The Birmingham Public Library has made their funeral program accessible online in their digital collection Virginia, African-American Funeral Programs, 1935-2009, is a free collection available at Learn more about the collection here 

Many funeral home programs collections exist. Some are not accessible online. Check the library or genealogical society in your area of interest to learn about existing collections, but the first place to check is with your own family members to see what funeral programs they have collected over the years. Be sure to ask family members from different branches of your family especially the branch where you have the most research challenges.  

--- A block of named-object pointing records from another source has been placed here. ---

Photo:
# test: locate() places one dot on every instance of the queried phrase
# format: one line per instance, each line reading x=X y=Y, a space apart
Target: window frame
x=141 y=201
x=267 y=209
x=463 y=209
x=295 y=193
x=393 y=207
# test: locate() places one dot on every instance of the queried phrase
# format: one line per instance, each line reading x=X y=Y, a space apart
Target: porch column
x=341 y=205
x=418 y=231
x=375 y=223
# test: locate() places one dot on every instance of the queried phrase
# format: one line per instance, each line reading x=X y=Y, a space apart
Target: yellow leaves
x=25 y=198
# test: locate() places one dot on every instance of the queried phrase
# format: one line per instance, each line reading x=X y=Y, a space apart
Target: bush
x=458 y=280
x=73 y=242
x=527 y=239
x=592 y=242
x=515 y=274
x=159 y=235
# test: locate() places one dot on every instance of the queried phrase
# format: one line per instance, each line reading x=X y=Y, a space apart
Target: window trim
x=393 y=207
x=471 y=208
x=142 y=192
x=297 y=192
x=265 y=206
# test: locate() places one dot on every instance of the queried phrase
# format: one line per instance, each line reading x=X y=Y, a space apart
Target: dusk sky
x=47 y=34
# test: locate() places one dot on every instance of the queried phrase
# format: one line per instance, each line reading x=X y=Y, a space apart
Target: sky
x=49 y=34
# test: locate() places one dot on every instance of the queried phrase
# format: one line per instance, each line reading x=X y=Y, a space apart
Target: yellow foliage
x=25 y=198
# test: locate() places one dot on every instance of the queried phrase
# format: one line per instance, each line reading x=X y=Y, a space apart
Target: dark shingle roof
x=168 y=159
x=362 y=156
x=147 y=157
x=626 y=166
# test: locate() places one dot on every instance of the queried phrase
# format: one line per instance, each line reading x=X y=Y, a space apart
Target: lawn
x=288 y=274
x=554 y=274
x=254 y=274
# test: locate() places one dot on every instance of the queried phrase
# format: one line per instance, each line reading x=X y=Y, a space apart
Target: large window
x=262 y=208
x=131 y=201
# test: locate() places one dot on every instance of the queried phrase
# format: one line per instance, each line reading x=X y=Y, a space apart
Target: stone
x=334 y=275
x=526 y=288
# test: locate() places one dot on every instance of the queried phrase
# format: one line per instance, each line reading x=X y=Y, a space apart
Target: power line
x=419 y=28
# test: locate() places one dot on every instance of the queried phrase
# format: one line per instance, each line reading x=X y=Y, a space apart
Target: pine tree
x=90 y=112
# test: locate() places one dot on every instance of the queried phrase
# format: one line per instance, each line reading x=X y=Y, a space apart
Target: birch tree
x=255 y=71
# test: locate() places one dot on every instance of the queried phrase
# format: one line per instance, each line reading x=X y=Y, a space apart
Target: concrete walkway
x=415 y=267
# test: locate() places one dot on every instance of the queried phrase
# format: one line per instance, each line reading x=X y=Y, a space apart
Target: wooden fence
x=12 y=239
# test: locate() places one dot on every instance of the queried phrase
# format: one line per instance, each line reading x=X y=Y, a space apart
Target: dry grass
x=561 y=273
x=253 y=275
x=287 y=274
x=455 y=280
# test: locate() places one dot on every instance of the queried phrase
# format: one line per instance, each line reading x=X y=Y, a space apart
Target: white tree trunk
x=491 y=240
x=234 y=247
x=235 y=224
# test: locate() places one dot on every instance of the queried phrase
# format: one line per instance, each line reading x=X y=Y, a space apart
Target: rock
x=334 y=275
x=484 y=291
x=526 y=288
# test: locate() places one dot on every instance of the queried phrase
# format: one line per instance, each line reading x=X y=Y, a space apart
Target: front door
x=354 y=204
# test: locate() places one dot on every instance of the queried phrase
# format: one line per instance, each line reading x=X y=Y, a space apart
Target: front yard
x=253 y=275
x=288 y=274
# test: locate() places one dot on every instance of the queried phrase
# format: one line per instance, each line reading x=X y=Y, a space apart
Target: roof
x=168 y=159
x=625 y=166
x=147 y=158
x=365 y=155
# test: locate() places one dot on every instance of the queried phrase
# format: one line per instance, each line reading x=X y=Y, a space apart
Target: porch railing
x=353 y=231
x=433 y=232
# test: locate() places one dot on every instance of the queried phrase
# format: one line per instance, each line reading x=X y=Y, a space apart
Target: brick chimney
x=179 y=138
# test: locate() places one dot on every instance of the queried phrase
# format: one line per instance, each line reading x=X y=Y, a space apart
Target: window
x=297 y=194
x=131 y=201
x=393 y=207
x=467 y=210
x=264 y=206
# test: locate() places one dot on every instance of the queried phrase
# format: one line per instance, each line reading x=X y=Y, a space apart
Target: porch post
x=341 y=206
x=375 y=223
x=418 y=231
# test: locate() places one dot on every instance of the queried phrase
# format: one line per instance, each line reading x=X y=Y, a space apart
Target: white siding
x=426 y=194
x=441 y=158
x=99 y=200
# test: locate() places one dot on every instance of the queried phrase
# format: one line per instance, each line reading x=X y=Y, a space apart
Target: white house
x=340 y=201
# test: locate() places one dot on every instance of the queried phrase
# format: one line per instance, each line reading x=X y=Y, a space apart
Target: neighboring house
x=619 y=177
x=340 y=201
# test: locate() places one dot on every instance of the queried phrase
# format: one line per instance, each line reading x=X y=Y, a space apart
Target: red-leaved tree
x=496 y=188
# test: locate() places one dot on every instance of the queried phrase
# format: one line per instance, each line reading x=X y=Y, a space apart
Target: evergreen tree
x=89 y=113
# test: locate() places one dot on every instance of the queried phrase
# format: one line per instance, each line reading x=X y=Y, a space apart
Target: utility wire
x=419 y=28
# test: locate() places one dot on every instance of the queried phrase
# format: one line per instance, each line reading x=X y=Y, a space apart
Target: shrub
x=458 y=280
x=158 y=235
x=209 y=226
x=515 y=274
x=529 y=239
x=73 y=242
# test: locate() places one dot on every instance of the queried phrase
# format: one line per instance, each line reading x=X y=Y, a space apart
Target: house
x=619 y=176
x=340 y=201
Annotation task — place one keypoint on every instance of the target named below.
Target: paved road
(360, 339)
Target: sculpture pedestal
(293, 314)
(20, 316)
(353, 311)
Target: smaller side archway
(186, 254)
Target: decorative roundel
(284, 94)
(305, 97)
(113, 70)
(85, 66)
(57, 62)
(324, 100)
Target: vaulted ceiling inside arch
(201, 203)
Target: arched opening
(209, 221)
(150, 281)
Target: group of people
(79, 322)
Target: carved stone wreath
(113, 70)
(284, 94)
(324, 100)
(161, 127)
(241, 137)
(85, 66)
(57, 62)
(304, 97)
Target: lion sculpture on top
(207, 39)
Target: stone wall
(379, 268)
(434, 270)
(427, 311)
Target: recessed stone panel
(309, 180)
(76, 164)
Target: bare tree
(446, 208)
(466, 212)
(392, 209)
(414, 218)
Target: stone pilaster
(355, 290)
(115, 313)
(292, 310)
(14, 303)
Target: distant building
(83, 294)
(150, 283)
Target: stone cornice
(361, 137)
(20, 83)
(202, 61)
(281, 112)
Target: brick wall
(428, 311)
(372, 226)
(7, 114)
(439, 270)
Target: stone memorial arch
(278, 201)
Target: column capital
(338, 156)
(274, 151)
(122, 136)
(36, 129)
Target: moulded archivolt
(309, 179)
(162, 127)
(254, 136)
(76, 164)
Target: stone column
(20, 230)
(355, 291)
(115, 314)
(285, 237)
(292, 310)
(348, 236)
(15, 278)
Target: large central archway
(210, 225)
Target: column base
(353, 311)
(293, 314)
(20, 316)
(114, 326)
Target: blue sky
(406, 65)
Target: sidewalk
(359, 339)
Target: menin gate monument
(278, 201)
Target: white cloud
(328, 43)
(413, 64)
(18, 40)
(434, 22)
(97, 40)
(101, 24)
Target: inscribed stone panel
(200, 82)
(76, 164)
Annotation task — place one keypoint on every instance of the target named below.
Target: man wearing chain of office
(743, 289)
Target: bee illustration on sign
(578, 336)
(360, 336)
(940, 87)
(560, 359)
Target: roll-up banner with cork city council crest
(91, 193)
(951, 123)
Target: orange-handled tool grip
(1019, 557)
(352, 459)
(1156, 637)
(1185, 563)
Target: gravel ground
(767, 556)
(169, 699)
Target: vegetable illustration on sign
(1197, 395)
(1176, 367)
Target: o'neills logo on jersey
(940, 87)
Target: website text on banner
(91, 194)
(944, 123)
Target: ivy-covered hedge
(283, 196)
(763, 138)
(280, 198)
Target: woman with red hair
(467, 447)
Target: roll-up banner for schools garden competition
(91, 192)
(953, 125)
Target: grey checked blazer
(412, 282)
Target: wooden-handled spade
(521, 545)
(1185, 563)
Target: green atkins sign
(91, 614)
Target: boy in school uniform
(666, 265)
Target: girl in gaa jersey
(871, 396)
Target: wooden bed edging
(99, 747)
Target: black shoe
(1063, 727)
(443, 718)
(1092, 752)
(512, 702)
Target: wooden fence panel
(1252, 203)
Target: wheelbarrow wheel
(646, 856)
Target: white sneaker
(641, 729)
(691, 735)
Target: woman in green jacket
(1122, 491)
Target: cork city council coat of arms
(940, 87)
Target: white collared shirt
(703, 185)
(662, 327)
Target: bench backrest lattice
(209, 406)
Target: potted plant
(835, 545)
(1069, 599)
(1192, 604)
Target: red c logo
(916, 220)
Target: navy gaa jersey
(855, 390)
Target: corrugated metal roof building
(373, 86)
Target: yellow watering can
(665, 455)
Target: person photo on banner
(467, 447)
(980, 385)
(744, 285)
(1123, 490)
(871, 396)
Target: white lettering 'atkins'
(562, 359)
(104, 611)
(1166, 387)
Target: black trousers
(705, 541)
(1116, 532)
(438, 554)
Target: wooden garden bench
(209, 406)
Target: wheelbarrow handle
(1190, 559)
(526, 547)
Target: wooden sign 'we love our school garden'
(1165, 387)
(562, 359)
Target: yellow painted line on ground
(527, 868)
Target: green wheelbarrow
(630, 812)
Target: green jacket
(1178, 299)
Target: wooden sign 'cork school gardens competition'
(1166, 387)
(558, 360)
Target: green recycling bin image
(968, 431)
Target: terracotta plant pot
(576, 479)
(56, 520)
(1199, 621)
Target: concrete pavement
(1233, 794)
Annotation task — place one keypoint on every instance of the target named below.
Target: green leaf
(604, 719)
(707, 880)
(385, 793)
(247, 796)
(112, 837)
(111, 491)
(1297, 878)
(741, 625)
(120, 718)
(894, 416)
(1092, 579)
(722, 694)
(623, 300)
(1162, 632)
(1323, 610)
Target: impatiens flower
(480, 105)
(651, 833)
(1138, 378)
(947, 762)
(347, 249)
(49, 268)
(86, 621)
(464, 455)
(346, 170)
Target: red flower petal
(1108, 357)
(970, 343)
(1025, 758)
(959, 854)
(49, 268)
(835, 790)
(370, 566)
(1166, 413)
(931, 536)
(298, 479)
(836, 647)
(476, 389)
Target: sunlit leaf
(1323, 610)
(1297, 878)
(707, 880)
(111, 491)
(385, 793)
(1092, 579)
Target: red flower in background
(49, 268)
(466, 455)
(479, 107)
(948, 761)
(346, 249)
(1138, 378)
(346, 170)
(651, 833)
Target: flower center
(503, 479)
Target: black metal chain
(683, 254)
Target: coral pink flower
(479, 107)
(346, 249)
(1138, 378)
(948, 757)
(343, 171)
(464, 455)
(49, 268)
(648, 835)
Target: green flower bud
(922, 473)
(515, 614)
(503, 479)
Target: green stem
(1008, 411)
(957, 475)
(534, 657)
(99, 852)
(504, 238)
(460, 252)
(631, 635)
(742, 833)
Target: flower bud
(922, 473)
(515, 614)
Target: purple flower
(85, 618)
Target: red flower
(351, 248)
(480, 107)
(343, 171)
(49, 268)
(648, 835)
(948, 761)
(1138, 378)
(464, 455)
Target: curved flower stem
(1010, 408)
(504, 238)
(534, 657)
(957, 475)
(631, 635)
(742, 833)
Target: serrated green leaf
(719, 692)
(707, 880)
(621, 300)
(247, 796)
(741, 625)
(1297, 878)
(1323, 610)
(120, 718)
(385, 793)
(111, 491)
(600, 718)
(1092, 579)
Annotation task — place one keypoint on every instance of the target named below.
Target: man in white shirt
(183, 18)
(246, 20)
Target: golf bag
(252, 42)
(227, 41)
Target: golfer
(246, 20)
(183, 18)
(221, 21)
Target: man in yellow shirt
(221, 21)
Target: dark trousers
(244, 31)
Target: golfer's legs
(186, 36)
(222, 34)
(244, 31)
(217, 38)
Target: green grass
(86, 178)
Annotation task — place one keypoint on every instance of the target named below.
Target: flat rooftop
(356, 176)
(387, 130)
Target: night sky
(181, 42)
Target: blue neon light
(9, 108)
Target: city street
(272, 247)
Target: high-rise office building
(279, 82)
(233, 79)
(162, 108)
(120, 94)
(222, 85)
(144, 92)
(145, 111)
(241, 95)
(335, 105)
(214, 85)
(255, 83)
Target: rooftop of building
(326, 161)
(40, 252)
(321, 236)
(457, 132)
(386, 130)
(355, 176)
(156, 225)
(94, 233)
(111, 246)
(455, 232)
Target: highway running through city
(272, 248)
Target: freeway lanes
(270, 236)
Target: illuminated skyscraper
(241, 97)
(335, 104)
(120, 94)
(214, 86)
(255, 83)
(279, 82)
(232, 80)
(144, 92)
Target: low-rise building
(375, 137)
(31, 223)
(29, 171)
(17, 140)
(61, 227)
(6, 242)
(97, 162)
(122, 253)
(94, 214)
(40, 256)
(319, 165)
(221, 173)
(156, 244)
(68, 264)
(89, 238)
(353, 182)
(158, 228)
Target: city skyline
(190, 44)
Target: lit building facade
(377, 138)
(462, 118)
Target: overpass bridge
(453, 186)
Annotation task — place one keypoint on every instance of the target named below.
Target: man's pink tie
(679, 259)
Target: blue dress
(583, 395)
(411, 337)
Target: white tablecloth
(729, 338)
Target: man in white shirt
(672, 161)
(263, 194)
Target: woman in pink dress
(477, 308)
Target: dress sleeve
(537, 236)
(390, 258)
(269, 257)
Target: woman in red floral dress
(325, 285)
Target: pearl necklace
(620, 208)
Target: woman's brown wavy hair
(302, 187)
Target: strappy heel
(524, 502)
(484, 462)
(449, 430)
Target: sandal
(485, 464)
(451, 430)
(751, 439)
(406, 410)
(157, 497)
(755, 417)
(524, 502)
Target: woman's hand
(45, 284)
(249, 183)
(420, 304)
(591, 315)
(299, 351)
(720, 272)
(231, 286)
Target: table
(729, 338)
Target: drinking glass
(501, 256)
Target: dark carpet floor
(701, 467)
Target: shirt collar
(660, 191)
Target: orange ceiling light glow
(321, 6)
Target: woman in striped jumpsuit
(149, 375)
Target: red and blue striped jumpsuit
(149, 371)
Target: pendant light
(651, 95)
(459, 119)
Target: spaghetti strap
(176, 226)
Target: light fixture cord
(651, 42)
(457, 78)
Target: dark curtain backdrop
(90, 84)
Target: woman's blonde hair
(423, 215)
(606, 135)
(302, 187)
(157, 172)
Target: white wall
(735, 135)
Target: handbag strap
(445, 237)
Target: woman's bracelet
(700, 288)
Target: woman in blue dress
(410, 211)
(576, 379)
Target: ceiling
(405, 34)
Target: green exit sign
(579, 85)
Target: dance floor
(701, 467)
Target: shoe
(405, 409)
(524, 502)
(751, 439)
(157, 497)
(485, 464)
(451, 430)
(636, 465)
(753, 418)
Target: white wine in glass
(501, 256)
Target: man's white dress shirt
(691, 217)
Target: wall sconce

Information in a funeral program 
Newer funeral programs are often very elaborate and include a collage of photos from different time periods of the person's life. Information in a funeral program may help fill in missing wholes in your research. It will be important that you verify any details that you find using other records such as birth, marriage, or death records. On the cover of a funeral program, you may find a photo of your ancestor with birth and death information.  

Funeral programs for individuals that were born after 1940 are great resources because they do not appear on any census that has been made available. Details about parents and accomplishments that loved ones share in funeral programs may be the only record for that person's life. Sometimes a funeral program can help you understand how you are related to the person. Other details in a funeral program that can provide direction in your search include: 
  • age 
  • maiden name 
  • spouse 
  • children & grandchildren 
  • siblings 
  • places where the person lived 
  • church 
  • funeral home 
  • cemetery 
  • occupation 
  • schooling 
  • accomplishments 
  • military service 

Connecting to other resources 
So, what do you do with all this information gleaned from a funeral program? First, compare and confirm the details on the funeral program with the information that you already have. Are there any inconsistencies? Now would be the time to query your family to find out why. For example, did you learn about a person that you did not have documented before? Research that person to confirm relationships. In the process you may discover another branch of your family.  

Next, extract the new information that you see. If you learn about a cemetery that you did not know about before, it would be a good idea to research the burials and history of that cemetery to find out if you have any other family buried there.